Bei der Abstimmung zum Fortpflanzungsgesetz haben einige ÖVP-Abgeordnete die Parteilinie verlassen. Warum gab es keinen Konsens?
REINHOLD MITTERLEHNER: Es ist ein sehr sensibles Thema. Wir haben die Frage intern intensiv ausdiskutiert. Es spricht für Partei und Klub, dass nur vier Personen dagegen waren. Wenn wir die Frage nicht gelöst hätten, hätte es keine Regelung gegeben.


Die Bischofskonferenz hat vom „ethischen Dammbruch“ gesprochen. Verstehen Sie den Einwand?
MITTERLEHNER: Ich sehe das nicht als Dammbruch. Mit den Abtreibungsregelungen kann man seit Jahrzehnten in bestimmten Fällen bis zum neunten Monat abtreiben. Mit der Präimplantationsdiagnostik kann man künftig nicht nur pränatal, sondern, wenn etwa eine Frau schon mehrere Fehlgeburten hatte, im Embryo-Bereich Untersuchungen vornehmen. Gleichzeitig wurde fixiert, dass kein Designer-Baby gezeugt werden kann.

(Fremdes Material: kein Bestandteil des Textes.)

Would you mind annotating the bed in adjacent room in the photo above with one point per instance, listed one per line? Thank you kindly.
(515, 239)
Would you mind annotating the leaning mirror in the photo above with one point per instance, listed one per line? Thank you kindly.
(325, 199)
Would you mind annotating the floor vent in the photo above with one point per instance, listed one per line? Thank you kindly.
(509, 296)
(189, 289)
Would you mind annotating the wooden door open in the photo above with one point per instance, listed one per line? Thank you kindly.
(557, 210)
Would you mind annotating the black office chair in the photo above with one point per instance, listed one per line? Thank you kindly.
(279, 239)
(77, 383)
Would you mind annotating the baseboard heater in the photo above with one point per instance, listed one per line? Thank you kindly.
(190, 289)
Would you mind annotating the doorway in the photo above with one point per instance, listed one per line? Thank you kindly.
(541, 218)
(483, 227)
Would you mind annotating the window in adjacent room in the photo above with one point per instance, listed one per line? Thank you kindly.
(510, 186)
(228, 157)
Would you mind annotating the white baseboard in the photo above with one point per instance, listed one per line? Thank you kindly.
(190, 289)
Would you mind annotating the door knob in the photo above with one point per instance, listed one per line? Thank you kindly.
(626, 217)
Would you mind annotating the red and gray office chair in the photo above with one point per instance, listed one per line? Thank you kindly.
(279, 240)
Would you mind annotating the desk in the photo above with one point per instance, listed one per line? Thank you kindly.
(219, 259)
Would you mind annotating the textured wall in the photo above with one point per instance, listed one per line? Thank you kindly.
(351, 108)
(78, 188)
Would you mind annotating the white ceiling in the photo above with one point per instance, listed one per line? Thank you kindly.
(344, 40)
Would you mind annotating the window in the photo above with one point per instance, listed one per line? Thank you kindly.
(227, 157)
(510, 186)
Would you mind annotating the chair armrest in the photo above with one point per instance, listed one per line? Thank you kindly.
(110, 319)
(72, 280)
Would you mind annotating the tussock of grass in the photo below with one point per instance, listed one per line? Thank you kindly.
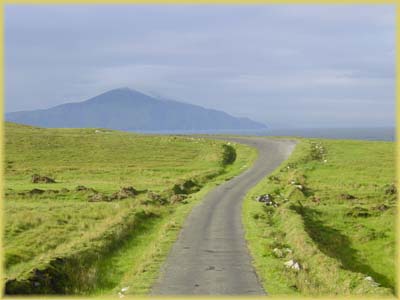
(329, 232)
(57, 241)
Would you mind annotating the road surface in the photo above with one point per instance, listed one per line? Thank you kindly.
(210, 256)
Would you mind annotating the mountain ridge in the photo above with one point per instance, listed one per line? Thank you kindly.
(131, 110)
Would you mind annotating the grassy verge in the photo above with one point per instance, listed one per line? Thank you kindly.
(115, 208)
(335, 217)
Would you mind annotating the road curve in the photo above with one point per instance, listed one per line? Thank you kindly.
(210, 256)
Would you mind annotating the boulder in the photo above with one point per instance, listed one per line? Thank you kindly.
(347, 196)
(36, 178)
(98, 197)
(177, 198)
(36, 192)
(267, 199)
(292, 264)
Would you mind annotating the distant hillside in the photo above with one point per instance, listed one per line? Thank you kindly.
(126, 109)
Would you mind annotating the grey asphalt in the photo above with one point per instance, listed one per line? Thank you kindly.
(210, 256)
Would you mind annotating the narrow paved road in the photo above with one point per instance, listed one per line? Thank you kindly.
(210, 256)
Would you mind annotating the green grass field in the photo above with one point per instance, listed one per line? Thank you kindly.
(57, 241)
(336, 218)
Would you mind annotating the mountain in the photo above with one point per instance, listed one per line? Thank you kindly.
(127, 109)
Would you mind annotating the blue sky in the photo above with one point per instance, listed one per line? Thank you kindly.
(284, 65)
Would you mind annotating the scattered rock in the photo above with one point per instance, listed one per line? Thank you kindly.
(316, 200)
(185, 187)
(125, 192)
(267, 199)
(359, 212)
(371, 281)
(299, 186)
(98, 197)
(177, 198)
(391, 189)
(278, 252)
(36, 178)
(382, 207)
(347, 196)
(52, 191)
(82, 188)
(129, 191)
(287, 250)
(36, 192)
(293, 265)
(154, 196)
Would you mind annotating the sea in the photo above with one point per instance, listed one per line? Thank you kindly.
(371, 134)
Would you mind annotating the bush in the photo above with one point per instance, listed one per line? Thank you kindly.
(228, 154)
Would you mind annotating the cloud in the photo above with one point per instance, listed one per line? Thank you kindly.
(278, 64)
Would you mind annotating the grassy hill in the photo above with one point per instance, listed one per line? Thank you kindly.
(115, 207)
(336, 218)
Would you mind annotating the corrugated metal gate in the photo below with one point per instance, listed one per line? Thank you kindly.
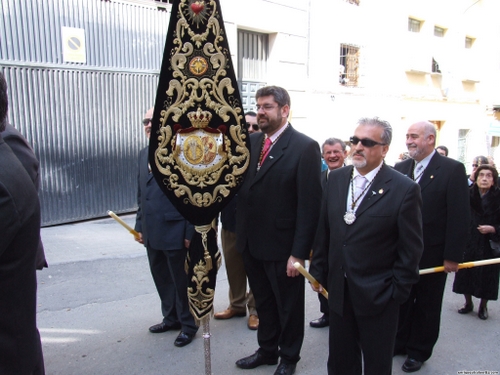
(83, 119)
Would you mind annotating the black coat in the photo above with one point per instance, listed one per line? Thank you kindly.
(23, 151)
(378, 255)
(20, 348)
(481, 282)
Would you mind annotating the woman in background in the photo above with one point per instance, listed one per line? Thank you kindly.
(481, 282)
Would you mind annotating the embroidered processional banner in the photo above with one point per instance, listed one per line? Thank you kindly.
(199, 146)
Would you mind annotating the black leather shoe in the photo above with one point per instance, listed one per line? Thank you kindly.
(466, 309)
(285, 369)
(183, 339)
(483, 313)
(324, 321)
(255, 360)
(164, 327)
(411, 365)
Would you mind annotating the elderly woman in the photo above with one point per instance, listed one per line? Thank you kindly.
(481, 282)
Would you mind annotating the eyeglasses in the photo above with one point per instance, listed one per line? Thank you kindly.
(254, 126)
(367, 142)
(265, 107)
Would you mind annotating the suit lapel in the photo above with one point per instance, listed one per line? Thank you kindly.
(274, 155)
(379, 188)
(430, 172)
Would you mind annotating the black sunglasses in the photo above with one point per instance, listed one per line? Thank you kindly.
(254, 126)
(365, 142)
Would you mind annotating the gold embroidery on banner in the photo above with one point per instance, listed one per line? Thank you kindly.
(200, 157)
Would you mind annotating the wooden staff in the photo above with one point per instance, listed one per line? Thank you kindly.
(311, 279)
(477, 263)
(125, 225)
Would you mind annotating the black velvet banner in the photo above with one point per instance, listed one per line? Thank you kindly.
(199, 146)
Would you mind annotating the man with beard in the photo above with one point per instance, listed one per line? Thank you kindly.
(251, 120)
(445, 216)
(276, 217)
(370, 234)
(334, 154)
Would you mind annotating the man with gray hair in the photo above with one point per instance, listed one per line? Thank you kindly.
(370, 237)
(446, 217)
(334, 153)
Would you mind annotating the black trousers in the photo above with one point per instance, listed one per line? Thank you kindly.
(279, 300)
(356, 339)
(167, 269)
(420, 317)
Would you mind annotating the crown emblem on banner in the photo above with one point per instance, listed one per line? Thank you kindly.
(199, 119)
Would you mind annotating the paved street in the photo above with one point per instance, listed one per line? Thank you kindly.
(97, 299)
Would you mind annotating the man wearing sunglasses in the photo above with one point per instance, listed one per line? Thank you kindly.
(166, 235)
(370, 238)
(446, 216)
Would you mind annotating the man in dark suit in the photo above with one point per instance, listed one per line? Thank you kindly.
(334, 154)
(370, 235)
(20, 346)
(445, 216)
(277, 213)
(166, 235)
(24, 153)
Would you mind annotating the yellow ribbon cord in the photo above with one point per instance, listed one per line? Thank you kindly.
(203, 230)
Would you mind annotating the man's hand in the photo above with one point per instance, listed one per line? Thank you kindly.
(291, 271)
(485, 229)
(450, 266)
(139, 239)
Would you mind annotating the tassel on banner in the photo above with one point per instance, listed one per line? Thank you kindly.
(203, 230)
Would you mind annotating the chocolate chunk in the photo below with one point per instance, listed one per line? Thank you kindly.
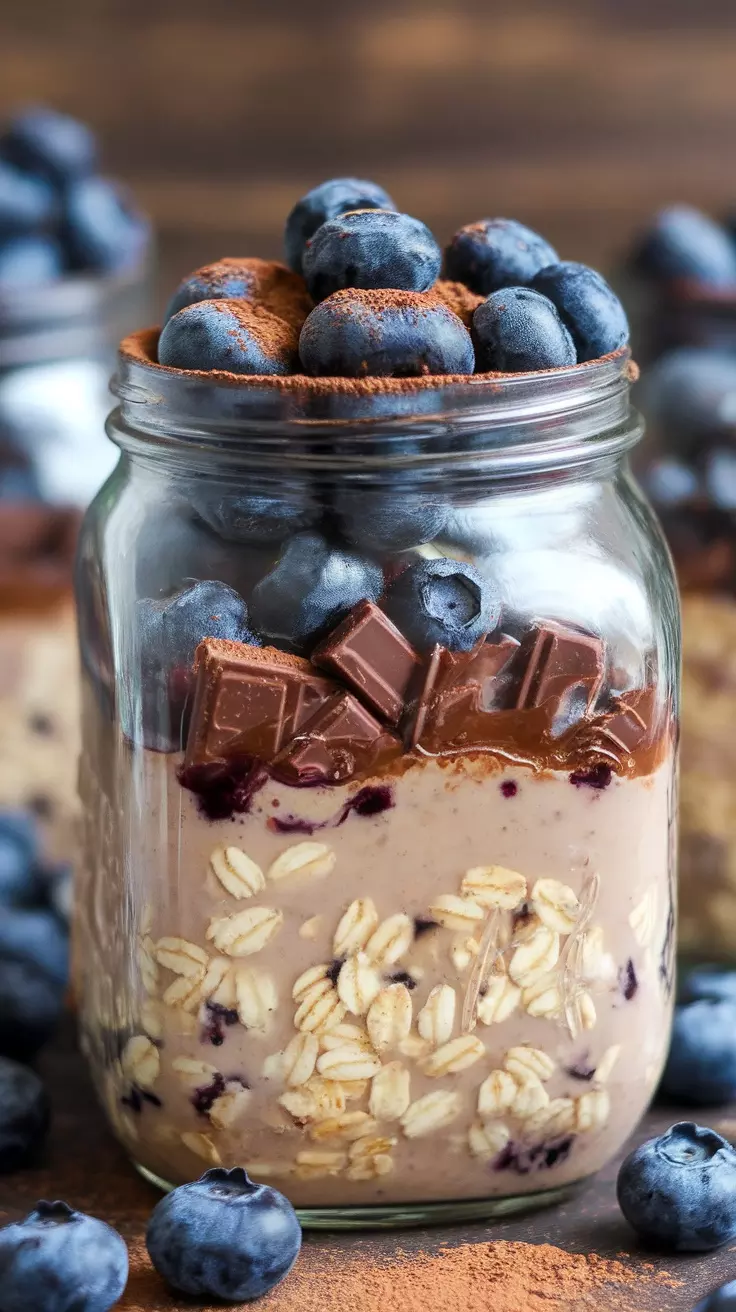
(341, 740)
(560, 665)
(249, 701)
(370, 654)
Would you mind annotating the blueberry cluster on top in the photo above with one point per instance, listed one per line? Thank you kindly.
(57, 214)
(365, 299)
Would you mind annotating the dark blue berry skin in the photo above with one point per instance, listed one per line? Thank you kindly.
(495, 253)
(24, 1115)
(442, 601)
(671, 483)
(710, 984)
(677, 1190)
(685, 244)
(719, 1300)
(383, 335)
(371, 248)
(25, 202)
(29, 261)
(588, 307)
(326, 202)
(311, 589)
(259, 520)
(517, 329)
(701, 1067)
(223, 1237)
(37, 938)
(169, 631)
(102, 228)
(30, 1009)
(51, 144)
(58, 1260)
(227, 335)
(385, 521)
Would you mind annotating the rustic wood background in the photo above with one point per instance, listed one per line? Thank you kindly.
(576, 116)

Die Kirche hat jene Abgeordneten, die dagegen gestimmt haben, ausdrücklich gelobt.
MITTERLEHNER: Das finde ich problematisch. Wir kommentieren als Partei auch nicht bestimmte Entwicklungen in der Kirche. Ich habe aber absolutes Verständnis, dass sich die Kirche in die Diskussion eingebracht hat.


Wollen Sie mit der Regelung ein Signal der Öffnung setzen?
MITTERLEHNER: Ich sehe es nicht als Signal in Richtung einer liberalen Etikette. Durch die Entscheidung der Gerichte war die Regierung zum Handeln gezwungen. Man muss sich diesen Fragen stellen, eigentlich schon früher. So wie es andere Länder tun.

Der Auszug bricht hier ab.